Sunday, December 30, 2007

The Sorrows of Young Morton

My Dear Geoffrey,

Glad to hear that you've finally read George R. R. Martin's Game of Thrones! I'm sure you're now willing to admit that A Song of Ice & Fire makes The Sword of Truth look like a steaming pile of ... uhhh ... what's the phrase I'm looking for here? Right: steaming pile of poorly written novels.

When I was reading Wizard's first Rule and discovered that Richard was, in fact, the chosen one, well, I just went with it. After all, someone has to be the chosen one, right? I mean, God forbid a fantasy novel not have an unlikely hero that gets swept up into a epic struggle between good and evil. Why the fuck not? Jon Snow doesn't count, btw. No Stark was ever an unlikely hero. heh heh heh.

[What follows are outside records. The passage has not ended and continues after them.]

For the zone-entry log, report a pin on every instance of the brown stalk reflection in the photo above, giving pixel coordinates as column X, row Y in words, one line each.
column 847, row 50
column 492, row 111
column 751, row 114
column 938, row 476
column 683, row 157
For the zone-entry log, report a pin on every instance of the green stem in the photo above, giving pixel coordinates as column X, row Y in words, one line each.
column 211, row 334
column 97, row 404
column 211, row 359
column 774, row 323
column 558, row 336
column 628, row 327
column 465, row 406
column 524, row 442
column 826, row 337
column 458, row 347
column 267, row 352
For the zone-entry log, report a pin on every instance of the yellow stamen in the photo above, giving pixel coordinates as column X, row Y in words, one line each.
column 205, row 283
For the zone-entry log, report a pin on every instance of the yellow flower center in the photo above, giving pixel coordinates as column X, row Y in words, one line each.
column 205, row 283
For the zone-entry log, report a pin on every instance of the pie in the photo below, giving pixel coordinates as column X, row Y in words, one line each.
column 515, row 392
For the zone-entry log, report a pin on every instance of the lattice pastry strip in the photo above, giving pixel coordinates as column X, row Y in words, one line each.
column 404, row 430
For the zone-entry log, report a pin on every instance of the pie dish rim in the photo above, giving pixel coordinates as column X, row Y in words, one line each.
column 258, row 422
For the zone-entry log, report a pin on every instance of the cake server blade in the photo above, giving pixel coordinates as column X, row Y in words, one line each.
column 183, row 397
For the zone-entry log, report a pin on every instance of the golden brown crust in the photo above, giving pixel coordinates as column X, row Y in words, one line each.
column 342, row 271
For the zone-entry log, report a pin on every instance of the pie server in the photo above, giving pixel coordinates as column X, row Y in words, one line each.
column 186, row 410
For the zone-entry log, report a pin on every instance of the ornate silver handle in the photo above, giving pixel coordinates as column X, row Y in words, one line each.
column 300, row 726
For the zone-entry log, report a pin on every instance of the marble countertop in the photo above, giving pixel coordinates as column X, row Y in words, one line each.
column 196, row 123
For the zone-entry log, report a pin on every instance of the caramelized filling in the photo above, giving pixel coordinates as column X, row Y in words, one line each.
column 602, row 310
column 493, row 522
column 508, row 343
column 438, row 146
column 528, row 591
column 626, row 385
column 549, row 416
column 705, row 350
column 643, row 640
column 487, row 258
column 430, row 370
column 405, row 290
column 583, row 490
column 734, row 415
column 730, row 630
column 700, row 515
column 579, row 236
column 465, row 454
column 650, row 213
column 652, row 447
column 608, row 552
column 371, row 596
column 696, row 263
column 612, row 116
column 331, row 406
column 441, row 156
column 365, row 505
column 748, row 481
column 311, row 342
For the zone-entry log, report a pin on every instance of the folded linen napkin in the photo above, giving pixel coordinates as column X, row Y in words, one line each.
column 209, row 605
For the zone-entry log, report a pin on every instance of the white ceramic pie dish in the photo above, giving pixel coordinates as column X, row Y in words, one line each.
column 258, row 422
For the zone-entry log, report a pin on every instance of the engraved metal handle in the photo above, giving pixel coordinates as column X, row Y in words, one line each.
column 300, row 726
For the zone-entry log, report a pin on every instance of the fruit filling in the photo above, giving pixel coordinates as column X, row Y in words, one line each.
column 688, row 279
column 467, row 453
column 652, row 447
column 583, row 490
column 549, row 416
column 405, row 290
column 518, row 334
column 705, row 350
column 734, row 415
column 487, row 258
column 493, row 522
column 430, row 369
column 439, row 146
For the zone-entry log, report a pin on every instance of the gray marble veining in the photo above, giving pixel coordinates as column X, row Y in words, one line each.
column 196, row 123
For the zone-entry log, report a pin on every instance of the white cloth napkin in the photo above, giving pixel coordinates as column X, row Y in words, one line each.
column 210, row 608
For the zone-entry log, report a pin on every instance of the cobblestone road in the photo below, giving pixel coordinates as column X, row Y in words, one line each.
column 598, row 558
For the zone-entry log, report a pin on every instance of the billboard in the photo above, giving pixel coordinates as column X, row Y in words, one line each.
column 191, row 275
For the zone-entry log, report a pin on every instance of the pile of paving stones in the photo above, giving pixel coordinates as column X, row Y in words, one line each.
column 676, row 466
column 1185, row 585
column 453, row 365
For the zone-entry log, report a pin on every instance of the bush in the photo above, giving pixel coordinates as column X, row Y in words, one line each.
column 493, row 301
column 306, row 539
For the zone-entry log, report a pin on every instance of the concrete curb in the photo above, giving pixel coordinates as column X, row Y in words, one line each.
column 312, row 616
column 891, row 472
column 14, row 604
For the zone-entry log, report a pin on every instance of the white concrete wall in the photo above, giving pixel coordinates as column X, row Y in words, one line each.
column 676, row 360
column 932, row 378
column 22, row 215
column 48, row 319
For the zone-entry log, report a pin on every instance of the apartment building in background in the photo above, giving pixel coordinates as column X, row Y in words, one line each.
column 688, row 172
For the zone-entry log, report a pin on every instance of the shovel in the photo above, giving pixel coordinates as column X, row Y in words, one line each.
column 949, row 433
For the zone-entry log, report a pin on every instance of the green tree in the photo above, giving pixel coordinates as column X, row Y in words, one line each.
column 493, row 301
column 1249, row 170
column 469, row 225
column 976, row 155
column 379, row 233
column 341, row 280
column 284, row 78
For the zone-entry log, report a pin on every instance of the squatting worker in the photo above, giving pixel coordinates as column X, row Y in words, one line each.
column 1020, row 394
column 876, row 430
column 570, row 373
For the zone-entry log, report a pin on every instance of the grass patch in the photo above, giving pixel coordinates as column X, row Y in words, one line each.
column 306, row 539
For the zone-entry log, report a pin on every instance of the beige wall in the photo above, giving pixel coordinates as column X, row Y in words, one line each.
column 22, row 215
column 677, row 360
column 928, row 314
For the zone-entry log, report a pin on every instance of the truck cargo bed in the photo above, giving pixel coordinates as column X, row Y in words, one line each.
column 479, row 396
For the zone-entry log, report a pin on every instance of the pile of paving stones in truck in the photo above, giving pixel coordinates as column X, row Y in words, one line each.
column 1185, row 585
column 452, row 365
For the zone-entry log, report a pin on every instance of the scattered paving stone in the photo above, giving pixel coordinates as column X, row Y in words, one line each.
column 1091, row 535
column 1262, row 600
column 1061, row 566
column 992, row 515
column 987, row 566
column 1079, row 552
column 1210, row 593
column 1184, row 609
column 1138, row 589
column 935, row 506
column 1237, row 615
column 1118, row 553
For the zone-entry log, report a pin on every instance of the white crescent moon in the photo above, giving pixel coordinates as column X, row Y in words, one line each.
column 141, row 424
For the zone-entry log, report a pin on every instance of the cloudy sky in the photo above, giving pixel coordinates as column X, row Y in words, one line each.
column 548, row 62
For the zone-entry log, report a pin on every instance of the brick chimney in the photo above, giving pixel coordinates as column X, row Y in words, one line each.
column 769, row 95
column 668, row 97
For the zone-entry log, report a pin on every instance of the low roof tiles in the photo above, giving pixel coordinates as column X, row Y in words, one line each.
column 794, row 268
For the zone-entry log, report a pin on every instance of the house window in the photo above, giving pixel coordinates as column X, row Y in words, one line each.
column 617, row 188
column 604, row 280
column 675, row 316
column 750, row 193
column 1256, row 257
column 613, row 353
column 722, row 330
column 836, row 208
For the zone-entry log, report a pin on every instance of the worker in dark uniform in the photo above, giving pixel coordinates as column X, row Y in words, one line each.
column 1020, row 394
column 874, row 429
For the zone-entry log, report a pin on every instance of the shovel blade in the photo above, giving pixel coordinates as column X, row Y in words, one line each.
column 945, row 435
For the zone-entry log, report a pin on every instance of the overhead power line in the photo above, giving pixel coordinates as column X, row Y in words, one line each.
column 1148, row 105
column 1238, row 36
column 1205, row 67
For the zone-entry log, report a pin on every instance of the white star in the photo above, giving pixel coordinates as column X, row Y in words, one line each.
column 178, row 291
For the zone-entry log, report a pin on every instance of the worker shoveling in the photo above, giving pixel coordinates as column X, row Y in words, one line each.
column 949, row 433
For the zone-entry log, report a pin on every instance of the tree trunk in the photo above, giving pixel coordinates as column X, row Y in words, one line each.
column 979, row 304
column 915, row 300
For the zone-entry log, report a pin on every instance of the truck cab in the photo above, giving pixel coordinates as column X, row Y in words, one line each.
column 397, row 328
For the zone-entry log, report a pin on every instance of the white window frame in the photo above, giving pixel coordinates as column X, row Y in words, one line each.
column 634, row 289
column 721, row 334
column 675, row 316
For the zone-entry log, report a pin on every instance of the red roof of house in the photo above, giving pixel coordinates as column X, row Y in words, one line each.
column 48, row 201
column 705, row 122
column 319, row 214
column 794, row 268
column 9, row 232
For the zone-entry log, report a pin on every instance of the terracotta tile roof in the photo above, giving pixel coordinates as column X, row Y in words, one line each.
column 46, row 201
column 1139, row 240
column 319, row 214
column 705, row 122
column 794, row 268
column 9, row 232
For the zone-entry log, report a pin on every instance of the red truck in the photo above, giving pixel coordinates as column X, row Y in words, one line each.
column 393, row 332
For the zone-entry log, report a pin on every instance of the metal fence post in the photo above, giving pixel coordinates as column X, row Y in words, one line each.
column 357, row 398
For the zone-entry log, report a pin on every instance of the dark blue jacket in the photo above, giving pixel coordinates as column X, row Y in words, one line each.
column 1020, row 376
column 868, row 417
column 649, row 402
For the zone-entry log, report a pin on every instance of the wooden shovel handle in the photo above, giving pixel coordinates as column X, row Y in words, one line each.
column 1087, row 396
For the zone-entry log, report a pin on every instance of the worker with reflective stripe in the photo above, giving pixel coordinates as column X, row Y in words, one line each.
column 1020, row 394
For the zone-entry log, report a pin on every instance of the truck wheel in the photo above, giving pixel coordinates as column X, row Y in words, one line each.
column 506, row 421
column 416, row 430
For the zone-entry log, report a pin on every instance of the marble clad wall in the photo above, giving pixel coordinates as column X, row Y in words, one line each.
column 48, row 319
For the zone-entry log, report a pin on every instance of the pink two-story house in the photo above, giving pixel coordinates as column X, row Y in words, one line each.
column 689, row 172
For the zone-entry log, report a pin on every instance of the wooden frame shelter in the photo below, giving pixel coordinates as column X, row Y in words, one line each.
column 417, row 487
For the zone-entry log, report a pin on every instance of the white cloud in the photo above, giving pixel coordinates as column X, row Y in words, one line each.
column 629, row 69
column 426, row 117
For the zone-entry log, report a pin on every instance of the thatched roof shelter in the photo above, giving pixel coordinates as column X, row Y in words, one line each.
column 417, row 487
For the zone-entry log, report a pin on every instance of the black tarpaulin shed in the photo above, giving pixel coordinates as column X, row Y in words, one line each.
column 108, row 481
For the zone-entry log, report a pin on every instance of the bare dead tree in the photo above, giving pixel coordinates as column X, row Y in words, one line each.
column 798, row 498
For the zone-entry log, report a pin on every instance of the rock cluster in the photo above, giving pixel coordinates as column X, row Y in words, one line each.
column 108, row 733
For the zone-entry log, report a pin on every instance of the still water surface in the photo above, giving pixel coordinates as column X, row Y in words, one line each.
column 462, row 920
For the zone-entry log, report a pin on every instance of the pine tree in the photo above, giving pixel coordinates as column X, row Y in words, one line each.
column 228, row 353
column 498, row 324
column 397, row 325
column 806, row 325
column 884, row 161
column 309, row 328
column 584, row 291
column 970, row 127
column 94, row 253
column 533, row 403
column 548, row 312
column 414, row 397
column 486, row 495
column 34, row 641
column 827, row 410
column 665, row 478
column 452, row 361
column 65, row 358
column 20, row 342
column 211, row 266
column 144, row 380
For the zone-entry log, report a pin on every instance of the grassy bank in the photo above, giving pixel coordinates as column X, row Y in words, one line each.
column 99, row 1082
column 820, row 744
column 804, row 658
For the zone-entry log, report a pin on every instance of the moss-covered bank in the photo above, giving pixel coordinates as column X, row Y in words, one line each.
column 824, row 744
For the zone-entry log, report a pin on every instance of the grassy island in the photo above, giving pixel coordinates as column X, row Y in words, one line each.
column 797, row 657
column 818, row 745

and when we find out that the head evil guy, good ol' whatshisname, is in fact Richard's father because he raped Richard's mother and so the hero and villain are connected in this most heinous and convenient way, well... I was starting to get annoyed, but I've read far more predictable plots. That crazy ol' Zed is the most powerful wizard in the world, you say? Never would have guessed it!

And then there's that 150 pages of S&M bullshit where Richard discovers that only deep feelings of love toward his dominatrix can give him the power to kill her. Thanks for the tip, daddy! Terry Goodkind, please seek therapy.

At that point, I made some decisions. First, I would finish this novel because it's pointless to read 4/5s of any novel and not finish. Second, that I would not read any of the sequels. Third, that since I bought a box set of the first three novels, that I would have to burn them all to ever really feel free of these terrible, terrible books.

Actually I cheated and read the first third of the second book. Un-Fucking-Readable!

Stop by for coffee and twinkies so that I may continue to hurl vitriol face to face.